Le parlementarisme québécois a démontré l’efficacité de mécanismes faisant en sorte que des acteurs publics rendent des comptes annuellement directement devant l’Assemblée nationale. C’est le cas du Protecteur du citoyen et de la Commission des droits de la personne et des droits de la jeunesse. De tels mécanismes permettent aux parlementaires de mettre en évidence des dysfonctionnements à la source de la violation de plusieurs droits humains. Or, Santé Québec, à titre de société d’État et d’agent opérateur du système de santé, ne sera pas soumise à un tel exercice démocratique. Néanmoins, elle servira d’écran au ministre de la Santé, qui sera bien tenté d’esquiver sa responsabilité envers le droit à la santé.
Le Québec a donc besoin, dans ce nouveau contexte, d’un mécanisme permettant d’évaluer dans toutes ses dimensions la mise en oeuvre du droit à la santé.
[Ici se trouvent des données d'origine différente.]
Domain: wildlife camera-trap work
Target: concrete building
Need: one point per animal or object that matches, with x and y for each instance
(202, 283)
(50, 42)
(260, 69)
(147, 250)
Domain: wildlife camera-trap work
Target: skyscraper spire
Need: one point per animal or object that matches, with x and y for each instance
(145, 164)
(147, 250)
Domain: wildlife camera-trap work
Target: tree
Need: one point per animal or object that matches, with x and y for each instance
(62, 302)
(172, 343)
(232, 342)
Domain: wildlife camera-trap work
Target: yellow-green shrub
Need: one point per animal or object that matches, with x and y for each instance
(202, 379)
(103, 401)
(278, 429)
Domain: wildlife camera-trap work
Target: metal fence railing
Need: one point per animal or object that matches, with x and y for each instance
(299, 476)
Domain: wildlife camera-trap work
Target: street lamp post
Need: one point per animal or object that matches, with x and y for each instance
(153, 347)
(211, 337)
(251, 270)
Pourquoi ne pas confier cette tâche à l’Assemblée nationale, en prévoyant également une voie de participation ouverte à la population ? D’autant plus que cette proposition a le mérite de promouvoir la dimension participative de la surveillance et du déploiement des droits humains.
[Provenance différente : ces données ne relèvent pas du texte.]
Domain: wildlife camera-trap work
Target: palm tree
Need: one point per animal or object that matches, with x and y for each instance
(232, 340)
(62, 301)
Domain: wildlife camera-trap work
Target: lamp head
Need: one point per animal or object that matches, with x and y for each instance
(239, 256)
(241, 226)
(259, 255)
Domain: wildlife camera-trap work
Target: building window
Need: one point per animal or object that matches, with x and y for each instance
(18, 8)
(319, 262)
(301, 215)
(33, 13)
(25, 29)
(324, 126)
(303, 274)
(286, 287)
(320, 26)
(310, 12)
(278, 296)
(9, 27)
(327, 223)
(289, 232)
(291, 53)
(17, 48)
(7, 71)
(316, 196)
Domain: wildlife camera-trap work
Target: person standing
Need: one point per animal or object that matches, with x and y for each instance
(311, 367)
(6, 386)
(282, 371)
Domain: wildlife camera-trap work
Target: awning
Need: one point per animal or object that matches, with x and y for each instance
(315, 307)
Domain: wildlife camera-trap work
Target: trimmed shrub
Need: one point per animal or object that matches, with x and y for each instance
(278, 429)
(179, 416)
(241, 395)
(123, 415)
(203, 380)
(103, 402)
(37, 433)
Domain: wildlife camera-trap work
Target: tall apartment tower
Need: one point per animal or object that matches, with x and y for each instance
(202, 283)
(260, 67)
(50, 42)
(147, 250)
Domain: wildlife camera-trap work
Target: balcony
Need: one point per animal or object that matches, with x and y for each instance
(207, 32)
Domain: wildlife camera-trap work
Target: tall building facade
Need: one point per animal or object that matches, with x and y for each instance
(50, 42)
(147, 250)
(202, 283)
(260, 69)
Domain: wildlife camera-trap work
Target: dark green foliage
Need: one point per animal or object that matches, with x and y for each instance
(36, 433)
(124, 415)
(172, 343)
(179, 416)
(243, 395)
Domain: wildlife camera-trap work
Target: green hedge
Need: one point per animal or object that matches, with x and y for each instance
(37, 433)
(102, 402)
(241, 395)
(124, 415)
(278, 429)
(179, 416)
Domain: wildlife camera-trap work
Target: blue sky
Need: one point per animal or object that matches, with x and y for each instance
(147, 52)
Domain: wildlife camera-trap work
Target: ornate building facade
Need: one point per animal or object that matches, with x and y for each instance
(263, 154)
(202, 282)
Certes, la Loi est truffée de divers mécanismes de plaintes ou autres destinés au contrôle des ruptures de service, des erreurs et des fautes diverses enregistrées dans le réseau. Cela toutefois ne peut se substituer au besoin d’évaluer globalement la réalisation du droit à la santé au Québec. De surcroît, l’accroissement du nombre d’acteurs privés hors réseau, liés à Santé Québec par contrat, crée des entités qui échapperont à ces mécanismes de contrôle administratifs.
Les droits humains, dont le droit à la santé, imposent des obligations à l’État et donc aux ministres responsables de différents dossiers, dont le ministre de la Santé. Cela implique un engagement ministériel explicite aux fins de son respect. N’en déplaise au ministre et à son gouvernement, leur responsabilité demeure entière quant à la réalisation du droit à la santé.